May I join? I've encountered a shiny Duskull before, but I was an idiot and decided not to catch it XP. I caught the Red Gyarados in Gold, but that doesn't really count, since you have to encounter it.


----------



## Silver (Aug 7, 2008)

ive never encountered a shiny im tring to find an eas way to get one any hints?


----------



## Not Meowth (Aug 8, 2008)

Silver said:


> ive never encountered a shiny im tring to find an eas way to get one any hints?


...you're in a club of people who have never encountered a Shiny trying to get hints on how to do just that? xD


----------



## Commahappy (Aug 9, 2008)

Silver said:


> ive never encountered a shiny im tring to find an eas way to get one any hints?


Basically, you just have to run around in circles until you find one. I haven't caught one yet because I don't have the patience to do that.


----------



## Icalasari (Aug 9, 2008)

Erm... Never encountered one on my... Um...

...Can I join as an advisor? :D? *shot*

But yeah, before I run out of here, my tip? Threaten your game.

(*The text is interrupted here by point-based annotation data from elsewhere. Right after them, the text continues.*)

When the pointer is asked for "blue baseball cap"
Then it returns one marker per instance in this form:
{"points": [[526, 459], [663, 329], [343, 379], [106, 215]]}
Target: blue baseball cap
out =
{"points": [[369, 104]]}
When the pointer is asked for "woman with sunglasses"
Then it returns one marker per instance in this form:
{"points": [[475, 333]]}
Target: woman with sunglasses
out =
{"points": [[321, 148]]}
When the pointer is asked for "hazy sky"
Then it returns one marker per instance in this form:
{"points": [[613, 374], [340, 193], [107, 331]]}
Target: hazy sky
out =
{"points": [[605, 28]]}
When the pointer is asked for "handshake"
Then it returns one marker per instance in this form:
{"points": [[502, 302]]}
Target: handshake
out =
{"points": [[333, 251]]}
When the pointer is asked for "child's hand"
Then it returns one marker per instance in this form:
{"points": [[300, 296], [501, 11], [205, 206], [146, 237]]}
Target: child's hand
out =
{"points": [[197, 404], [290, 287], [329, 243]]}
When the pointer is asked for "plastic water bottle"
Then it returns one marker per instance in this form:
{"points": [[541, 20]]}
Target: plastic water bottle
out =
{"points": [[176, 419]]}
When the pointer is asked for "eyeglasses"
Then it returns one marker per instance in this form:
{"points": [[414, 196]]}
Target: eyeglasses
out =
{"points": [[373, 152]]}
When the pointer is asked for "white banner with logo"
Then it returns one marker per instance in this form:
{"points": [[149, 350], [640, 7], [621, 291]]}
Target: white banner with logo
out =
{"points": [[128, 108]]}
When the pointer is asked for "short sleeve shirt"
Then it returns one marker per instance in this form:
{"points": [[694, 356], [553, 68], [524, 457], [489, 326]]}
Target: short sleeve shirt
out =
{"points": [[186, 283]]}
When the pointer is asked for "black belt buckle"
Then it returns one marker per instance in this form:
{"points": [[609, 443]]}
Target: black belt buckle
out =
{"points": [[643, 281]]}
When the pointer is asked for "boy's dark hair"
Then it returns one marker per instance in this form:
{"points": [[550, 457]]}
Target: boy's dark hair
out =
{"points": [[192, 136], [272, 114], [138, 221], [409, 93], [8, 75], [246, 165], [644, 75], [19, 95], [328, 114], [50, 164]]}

It gave me six out of my nine shinies!


----------



## Murkrow (Aug 9, 2008)

Icalasari said:


> Erm... Never encountered one on my... Um...
> 
> ...Can I join as an advisor? :D? *shot*
> 
> But yeah, before I run out of here, my tip? Threaten your game. It gave me six out of my nine shinies!


I can't tell you how many times I've tried that.

It never worked.


----------



## Icalasari (Aug 9, 2008)

Well, with Emerald, it didn't fall for it. After I bit it, instead of giving me a Feebas, it went, "Oh shit! This guy is crazy and actually means it!" And it gave me my ninth shiny, Celest :D


----------